Книга: Небесный почтальон Федя Булкин
Назад: Из тетради Фединой: про долгую память
Дальше: Из тетради Фединой: о добрых снах

Из тетради Фединой: о последнем дне

Видит со стены горницы, только нос из-под одеяла высуни, меня картина горящая. Из журнала «ОГОНЕК» в прошлый год вырезывала мама ее, в величину натуральную, в два листа журнальные, с перегибом. «Последний день Помпеи» называется картина страшенная.
Вот-вот настигнет волна кипящая людей погибающих, до меня по стеночке дохлебнет. Спрячусь под одеяло, не видно меня картине. Выгляну, и опять…
– Бабушка!
– А?
– Ты картину забыла шторкой на ночь закрыть.
– А… сейчас.
И со скрипом сползает бабушка с трех матрацев своих, царских перин.
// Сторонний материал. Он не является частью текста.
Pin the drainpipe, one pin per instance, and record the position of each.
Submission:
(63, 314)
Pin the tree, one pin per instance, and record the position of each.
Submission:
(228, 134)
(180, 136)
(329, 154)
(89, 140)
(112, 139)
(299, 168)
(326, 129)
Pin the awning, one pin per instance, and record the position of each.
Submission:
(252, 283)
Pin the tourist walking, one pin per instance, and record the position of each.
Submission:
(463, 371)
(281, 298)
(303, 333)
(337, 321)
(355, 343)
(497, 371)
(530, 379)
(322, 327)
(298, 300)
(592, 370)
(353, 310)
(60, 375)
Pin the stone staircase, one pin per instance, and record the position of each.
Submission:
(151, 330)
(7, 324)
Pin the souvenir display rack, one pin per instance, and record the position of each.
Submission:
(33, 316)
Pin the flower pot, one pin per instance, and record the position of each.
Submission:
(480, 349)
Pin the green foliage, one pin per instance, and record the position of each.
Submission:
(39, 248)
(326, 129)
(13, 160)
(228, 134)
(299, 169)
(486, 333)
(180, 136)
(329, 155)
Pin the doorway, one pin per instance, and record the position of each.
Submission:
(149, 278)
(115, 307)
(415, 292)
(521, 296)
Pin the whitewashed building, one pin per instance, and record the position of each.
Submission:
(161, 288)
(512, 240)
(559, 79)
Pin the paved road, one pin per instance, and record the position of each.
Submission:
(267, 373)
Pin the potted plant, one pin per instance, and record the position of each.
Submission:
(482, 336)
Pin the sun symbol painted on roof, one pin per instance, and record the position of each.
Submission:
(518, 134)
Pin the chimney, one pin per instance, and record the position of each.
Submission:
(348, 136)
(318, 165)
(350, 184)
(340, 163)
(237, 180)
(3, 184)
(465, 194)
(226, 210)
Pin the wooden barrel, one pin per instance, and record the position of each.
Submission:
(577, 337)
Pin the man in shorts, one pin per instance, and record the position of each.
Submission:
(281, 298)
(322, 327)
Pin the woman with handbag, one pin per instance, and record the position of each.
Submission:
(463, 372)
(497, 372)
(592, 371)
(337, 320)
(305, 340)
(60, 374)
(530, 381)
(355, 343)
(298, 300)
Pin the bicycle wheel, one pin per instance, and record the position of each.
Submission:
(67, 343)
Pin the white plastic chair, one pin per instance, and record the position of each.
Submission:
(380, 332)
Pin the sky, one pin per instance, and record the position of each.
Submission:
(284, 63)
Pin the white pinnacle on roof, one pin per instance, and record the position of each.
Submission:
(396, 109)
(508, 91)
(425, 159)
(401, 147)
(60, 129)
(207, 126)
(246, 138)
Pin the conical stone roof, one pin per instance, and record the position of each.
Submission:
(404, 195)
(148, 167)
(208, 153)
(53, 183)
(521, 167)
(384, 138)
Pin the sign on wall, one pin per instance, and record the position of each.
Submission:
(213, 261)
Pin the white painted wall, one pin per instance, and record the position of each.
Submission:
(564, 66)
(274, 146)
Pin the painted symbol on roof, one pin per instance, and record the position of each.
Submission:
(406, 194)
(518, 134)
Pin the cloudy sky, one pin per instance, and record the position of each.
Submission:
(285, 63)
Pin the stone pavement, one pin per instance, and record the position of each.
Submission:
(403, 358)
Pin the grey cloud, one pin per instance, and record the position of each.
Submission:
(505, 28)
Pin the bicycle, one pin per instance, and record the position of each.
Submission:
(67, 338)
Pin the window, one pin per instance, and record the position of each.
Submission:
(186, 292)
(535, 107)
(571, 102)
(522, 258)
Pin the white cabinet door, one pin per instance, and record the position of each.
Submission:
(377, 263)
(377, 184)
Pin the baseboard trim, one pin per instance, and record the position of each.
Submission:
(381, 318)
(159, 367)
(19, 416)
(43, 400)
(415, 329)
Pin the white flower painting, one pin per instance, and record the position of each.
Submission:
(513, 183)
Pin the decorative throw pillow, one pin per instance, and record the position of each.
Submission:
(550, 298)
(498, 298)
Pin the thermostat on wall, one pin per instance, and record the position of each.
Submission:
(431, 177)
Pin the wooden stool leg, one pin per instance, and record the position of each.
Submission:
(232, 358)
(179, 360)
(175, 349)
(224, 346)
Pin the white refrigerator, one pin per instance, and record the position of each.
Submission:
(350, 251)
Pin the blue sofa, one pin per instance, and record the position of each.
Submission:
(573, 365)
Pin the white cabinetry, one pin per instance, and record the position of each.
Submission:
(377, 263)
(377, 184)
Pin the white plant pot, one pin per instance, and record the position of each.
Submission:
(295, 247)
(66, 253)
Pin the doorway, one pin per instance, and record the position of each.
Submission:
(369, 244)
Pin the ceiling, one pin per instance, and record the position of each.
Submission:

Занавеской гороховой задвигает ужас.
А не загорится изнутри занавеска?
Страшно мне! Вот уснем и сгорим тут заживо…
У нас так сгорели насмерть в прошлом году одни с третьей дачной линии. Тоже мальчик с мамой и бабушкой, папа их, только с девочкой еще их…
Я с той девочкой, когда маленький был, один раз подружиться у их забора стоял. Не из-за нее, конечно, а из-за качелей. Свои качели на участке у них. Вот где роскошь, как в городе, настоящая! Но она качалась, качалась, качалась на них, та девочка, чуть не в небо летала туда-сюда, а потом ее мама обедать позвала, она спрыгнула и убежала.
Их участок – идешь, по забор трава, покосил ее огонь, еще сытней поднялась, пороть некому, и на середине от бревен углей гора – с дома – черных. А качели остались. Я был маленький когда, с папой ходили на дальний пруд окуней ловить, очень этим качелям завидовал. Вот бы нам! А теперь я ничему не завидую, каждому свое счастье…
Только я один раз потрогал картину нашу днем вчера – руку ошпарила! Раскалилась…
– Это, Федь, на нее из окошка днем солнце в тот угол так падает.
– А потрогай сейчас ее, бабушка. Как? Остыла?
– Холодная, Федь.
– А давай ее снимем? Под дождик вынесем… а?
– Завтра снимем, Федь, двенадцатый час.
– Завтра, бабушка, от нас с тобой тоже, может, одни качели останутся…
– Какие качели, Федь?
– Да качели, бабушка, как от всех…
– Не придумывай, страх придуманный всякой страсти страше.
Как не придумывать мне, когда по звуку в темноте только страх определить можно? Он ведь тоже невидимый! Потому и убивает убийца убитого, что подкрадывается незаметно! Как в Агате Кристи по телевизору одну девушку, пока она белье вешала, задушили…
Шуркнет в подполе мышь, а как будто чудовище вскопошилось, ударит по крыше яблоко – как Америка уже на нас с бабушкой бомбу атомную сбросила…
На смерть лютую жить появился я. Все равно умру, хоть бы знать где, как? Не ходить туда, обезопаситься. Всякий случай предусмотреть…
– А ты знаешь, как умрешь, бабушка?
– Бог, Федь, знает.
– Вот ты, бабушка, с ним больше, чем со мной, говоришь, говоришь… Хоть спроси!
…Сняла, слава богу, картину бабушка, унесла.
– Где поставила?
– В беседку поставила.
– Надо было под дождь же, бабушка! Сказал же тебе!
– Раму жалко, Федь, отсыреет…
А если сгорит – не жалко ей? Вот она, женская логика.

 

Ну да ладно, загорится в беседке, если пожар, к тете-Зины дому беседка ближе, до нас потушить успеют. Хоть и жалко тетю Зину, конечно, да… Но не так же, как нас-то с бабушкой! Себе вообще жальчее и больнее всех всегда достается…
За других, как за себя, один Ленин был и тот еще, из сказки бабушкиной, на ослике.